JSON-Compatible Form#

Every HCL document has a JSON equivalent (.tf.json). Useful for generating configuration programmatically.

{
  "resource": {
    "aws_s3_bucket": {
      "logs": { "bucket": "myorg-prod-logs" }
    }
  }
}

Modules vs. Programs#

HCL is declarative. There are no loops in the imperative sense, no if statements that block execution. Repetition is via:

  • count, count = length(var.names); each instance gets count.index.

  • for_each, for_each = toset(var.names); each gets a key / value.

  • For-expressions, [for x in xs : f(x)].

  • Modules, the unit of programmatic composition.

If your needs exceed these (real if-then-else, real loops, dynamic plan-time logic), HashiCorp’s CDKTF or Pulumi (write infra in TypeScript / Python / Go) is a better fit. CUE is an alternative declarative language with a stronger type system.

Linting and Validation#

The CI guardrails that turn HCL from “looks right” into “verified before merge”. terraform fmt enforces standard style; terraform validate checks the schema; tflint catches anti-patterns; tfsec, Checkov, and KICS scan for security misconfigurations.

  • terraform fmt, standard formatter; run on save.

  • terraform validate, schema validation.

  • tflint, linter.

  • tfsec / Checkov / KICS, security scanning.

  • Atlas, schema migrations adjacent.

Pitfalls#

The traps that catch teams new to HCL. The non-Turing-complete boundary frustrates imperative-trained authors; heredoc indentation has two flavors; type coercion between strings, numbers, and booleans is not silent; sensitive values leak into plan output if not marked.

  • HCL is not Turing-complete, when a need feels imperative, it often is.

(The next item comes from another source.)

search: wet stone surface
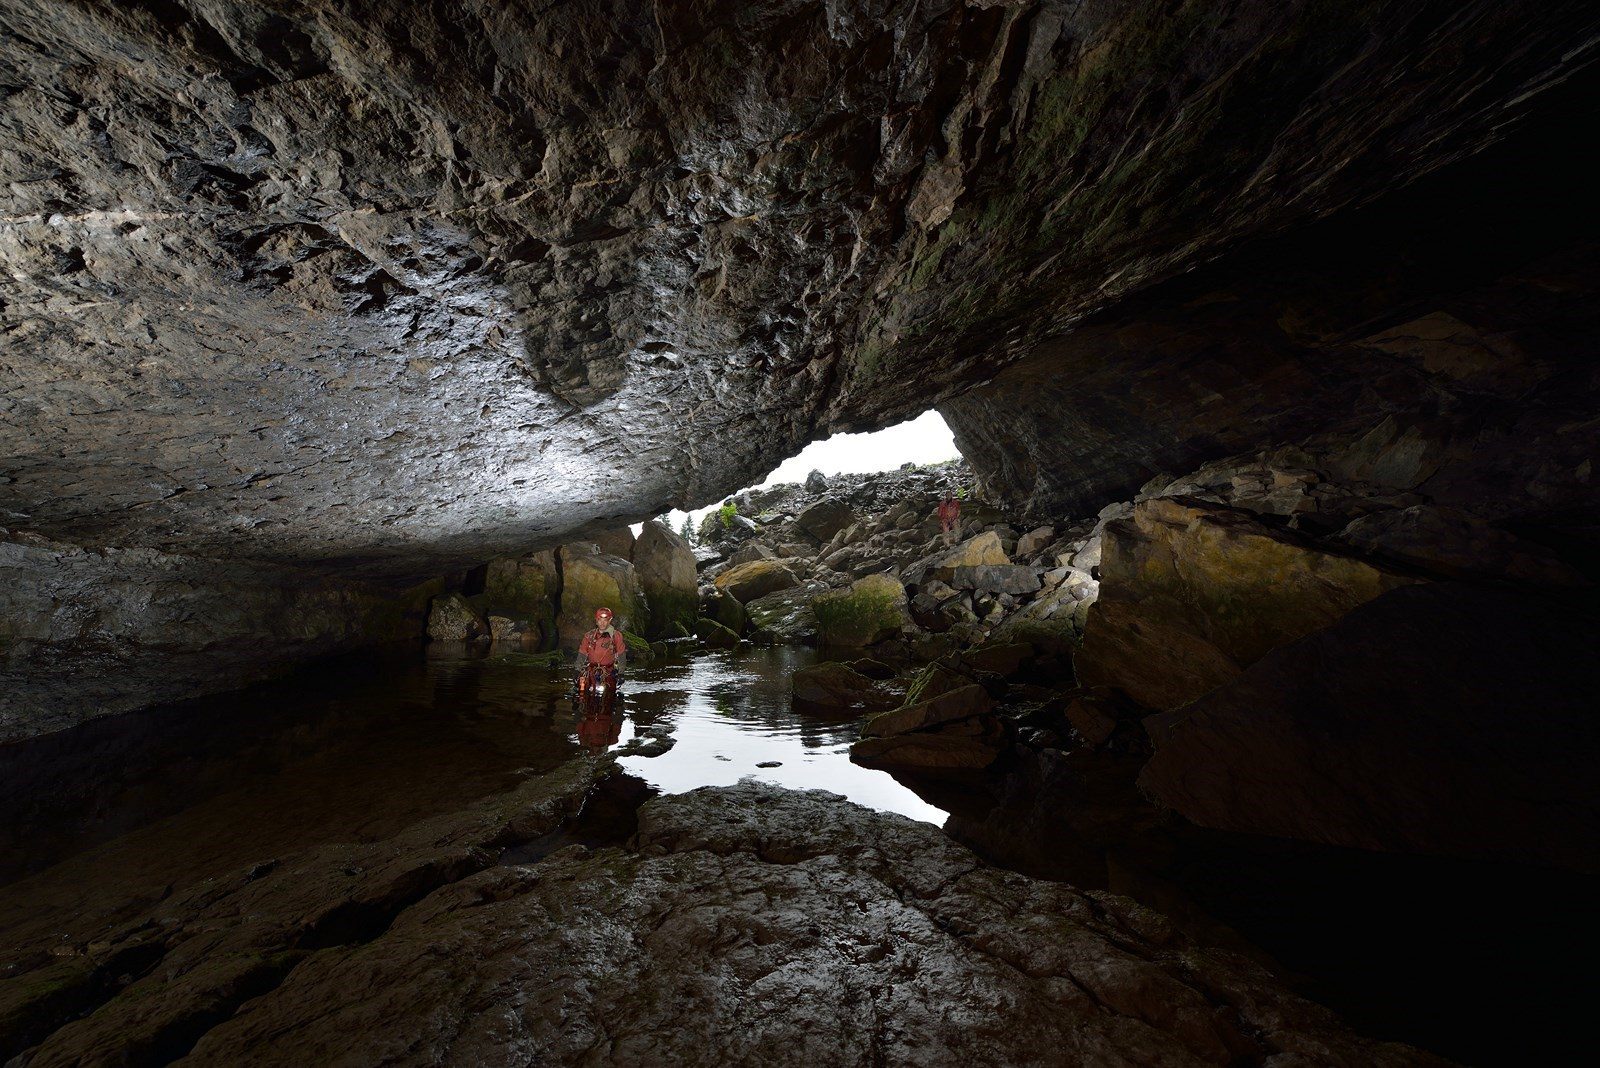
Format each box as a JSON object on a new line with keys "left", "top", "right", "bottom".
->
{"left": 1, "top": 646, "right": 1592, "bottom": 1065}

Reach for CDKTF / Pulumi rather than fighting HCL.

  • Heredoc indentation, <<-EOT strips the smallest common indentation; <<EOT keeps it.

  • String / number / bool coercion, be explicit; var.x == "true" is not the same as var.x == true.

  • Sensitive values, mark them; they appear in plan output otherwise.

  • JSON output of HCL, some types (functions) don’t round-trip; generated configs need care.

  • Provider version drift, pin required_providers versions; use the lockfile (.terraform.lock.hcl).

When (Not) to Use HCL#

  • Use for any HashiCorp tool; HCL is the native config there.

  • Don’t use outside its tools; it’s not a general-purpose config language. (You can, via the parser libraries, but YAML / TOML / JSON serve general configuration better.)

  • Don’t use when you need real programming, pick CDKTF (HCL generated from TS / Python / Go), Pulumi, or generate .tf.json from a real language.